October 24, 2019

Curated by Patricia Cariño Valdez
Chief Curator of Soundwave 9: Tanya Gayer

DIALECTS considers Szu-Han Ho’s personal history and delves into her interest in the tonality of language. It is one of the projects for Soundwave 9 and will take place at the Contemporary Jewish Museum.

The project germinates from stories of her family’s history in Taiwan: her great-grandfather’s murder, her family’s migration story to the U.S., and their history of owning a tamarind farm in Tainan. This performance emerges from a reflection on the tamarind fruit and its translation in Taiwanese <<giam seng di>> which means salty, sour, and sweet. Szu-Han finds inspiration in the ways in which language conveys not only meaning, but a method to transmit the quality of tones, sounds, and emotions. She asks how both a musical chord and a memory can sound salty, sour, and sweet. Language and sounds bridge time and distance: “I was separated from my mother at a pretty young age for a matter of months when she came to the US. She left a cassette recording of her voice and her singing for me. It’s probably what held me together in some ways. The feeling of being displaced or constantly looking for a home is one that is really familiar to me.” For Soundwave 9, Szu-Han performs DIALECTS with Bay Area collaborator Sandu Ndu, weaving together diasporic narratives with abstracted dance beats and harmonies to consider transformations and dynamism in migratory movements.
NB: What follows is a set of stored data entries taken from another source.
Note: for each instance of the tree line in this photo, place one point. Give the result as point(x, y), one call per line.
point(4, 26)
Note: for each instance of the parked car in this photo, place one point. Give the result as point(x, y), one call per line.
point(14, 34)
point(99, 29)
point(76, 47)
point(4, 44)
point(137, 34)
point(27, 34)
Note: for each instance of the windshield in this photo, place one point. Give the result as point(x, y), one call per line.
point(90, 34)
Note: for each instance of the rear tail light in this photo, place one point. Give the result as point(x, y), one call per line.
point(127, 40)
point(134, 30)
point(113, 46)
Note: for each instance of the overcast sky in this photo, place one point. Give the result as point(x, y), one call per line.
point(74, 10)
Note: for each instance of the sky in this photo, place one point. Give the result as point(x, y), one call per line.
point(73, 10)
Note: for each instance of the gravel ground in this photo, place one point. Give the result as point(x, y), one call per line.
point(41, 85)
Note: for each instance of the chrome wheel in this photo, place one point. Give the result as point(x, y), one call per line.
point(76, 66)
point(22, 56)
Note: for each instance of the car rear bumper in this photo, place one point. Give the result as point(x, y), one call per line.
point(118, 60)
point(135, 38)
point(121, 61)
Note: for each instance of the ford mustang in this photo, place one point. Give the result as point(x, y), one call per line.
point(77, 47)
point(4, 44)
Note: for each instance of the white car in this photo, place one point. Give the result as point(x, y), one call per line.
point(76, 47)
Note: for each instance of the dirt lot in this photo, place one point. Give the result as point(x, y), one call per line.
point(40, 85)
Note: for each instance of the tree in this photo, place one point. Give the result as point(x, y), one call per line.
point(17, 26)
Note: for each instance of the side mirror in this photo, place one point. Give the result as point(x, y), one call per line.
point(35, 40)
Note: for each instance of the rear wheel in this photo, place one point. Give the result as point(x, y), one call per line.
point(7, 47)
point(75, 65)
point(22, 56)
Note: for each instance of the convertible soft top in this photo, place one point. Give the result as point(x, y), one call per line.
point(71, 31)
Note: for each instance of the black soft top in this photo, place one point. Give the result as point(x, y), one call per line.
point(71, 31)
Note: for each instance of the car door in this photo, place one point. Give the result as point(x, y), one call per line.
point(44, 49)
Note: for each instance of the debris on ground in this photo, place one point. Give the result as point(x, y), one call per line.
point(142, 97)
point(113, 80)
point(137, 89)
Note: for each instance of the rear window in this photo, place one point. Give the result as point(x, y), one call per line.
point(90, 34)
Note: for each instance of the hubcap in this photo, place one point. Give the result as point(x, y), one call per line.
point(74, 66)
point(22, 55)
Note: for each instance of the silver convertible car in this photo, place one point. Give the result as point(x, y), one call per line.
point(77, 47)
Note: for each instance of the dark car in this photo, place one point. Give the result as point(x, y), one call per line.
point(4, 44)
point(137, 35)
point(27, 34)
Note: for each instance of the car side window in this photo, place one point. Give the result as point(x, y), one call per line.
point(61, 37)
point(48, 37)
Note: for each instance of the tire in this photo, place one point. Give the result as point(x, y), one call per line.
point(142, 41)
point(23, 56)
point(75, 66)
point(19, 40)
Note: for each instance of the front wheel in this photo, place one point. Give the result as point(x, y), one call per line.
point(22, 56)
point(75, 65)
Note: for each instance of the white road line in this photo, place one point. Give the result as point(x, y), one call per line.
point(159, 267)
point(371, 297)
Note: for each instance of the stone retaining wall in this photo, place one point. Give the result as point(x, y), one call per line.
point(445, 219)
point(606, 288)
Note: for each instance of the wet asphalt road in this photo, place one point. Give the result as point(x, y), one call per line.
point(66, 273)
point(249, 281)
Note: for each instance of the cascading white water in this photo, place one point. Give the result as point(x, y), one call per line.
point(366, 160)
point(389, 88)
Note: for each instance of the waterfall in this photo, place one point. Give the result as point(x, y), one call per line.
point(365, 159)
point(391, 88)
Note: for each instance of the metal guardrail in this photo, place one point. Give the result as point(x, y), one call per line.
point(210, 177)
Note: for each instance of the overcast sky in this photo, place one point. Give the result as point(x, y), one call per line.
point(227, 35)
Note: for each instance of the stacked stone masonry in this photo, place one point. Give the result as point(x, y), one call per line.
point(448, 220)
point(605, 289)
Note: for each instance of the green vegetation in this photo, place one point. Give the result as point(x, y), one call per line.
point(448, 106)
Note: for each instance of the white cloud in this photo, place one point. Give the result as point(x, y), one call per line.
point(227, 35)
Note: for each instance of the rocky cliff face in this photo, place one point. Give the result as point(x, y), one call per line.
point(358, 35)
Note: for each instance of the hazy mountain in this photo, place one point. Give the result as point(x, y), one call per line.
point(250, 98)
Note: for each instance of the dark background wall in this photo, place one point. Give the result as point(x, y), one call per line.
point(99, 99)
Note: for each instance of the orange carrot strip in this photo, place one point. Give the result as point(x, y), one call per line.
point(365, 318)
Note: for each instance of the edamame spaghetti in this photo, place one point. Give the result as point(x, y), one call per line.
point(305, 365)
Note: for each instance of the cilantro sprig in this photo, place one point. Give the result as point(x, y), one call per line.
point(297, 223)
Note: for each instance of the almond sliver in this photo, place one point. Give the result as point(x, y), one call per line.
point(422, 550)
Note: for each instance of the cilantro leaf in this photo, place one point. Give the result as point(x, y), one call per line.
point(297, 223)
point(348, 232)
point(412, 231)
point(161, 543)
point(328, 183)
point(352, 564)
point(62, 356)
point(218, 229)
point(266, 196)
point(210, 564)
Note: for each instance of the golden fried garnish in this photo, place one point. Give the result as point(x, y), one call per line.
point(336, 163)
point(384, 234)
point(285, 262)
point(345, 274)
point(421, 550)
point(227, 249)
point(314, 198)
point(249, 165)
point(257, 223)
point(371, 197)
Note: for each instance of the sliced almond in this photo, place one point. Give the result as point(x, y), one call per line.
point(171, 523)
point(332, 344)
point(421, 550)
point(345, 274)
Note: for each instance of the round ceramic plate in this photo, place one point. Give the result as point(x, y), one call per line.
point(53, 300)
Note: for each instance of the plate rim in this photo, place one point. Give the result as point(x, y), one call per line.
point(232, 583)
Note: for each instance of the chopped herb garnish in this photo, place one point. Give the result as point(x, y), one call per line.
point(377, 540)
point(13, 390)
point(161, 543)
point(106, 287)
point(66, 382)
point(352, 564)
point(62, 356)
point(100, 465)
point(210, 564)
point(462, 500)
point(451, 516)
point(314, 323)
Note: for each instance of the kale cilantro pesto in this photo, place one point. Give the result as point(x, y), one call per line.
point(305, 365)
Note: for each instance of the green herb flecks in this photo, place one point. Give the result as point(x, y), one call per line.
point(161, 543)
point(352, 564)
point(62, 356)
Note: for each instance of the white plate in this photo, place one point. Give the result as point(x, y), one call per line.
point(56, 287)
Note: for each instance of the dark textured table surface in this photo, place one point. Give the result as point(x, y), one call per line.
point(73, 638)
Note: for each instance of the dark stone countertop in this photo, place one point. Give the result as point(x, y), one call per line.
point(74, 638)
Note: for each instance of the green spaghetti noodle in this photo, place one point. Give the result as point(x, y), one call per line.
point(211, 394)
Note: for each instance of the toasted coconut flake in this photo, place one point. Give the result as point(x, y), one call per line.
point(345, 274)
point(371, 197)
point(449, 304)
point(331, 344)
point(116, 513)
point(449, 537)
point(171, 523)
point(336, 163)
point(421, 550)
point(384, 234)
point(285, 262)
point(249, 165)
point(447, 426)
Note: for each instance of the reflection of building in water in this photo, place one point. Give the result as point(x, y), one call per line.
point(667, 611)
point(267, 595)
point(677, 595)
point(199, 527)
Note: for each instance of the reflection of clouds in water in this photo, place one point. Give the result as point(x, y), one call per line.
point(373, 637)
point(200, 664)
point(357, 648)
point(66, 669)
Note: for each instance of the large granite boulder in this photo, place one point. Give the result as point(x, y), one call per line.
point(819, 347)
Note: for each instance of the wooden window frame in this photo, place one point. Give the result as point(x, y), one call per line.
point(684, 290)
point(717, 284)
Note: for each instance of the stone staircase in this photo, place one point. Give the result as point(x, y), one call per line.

Soundwave is a San Francisco Bay Area organization operating at the intersection of art, technology, and music—co-presents this performance as a part of the ninth edition of their innovative Soundwave Festival, focused on the theme “of Time” at venues across the Bay Area. This year's festival features art parties, performance, dance, video, and music for our boldest, most interdisciplinary festival to date. Artists explore subjects like intergenerational history, the cultivation of safe spaces for healing and joy within black, brown, and queer communities, art grown out of migration and displacement, and our current political reality.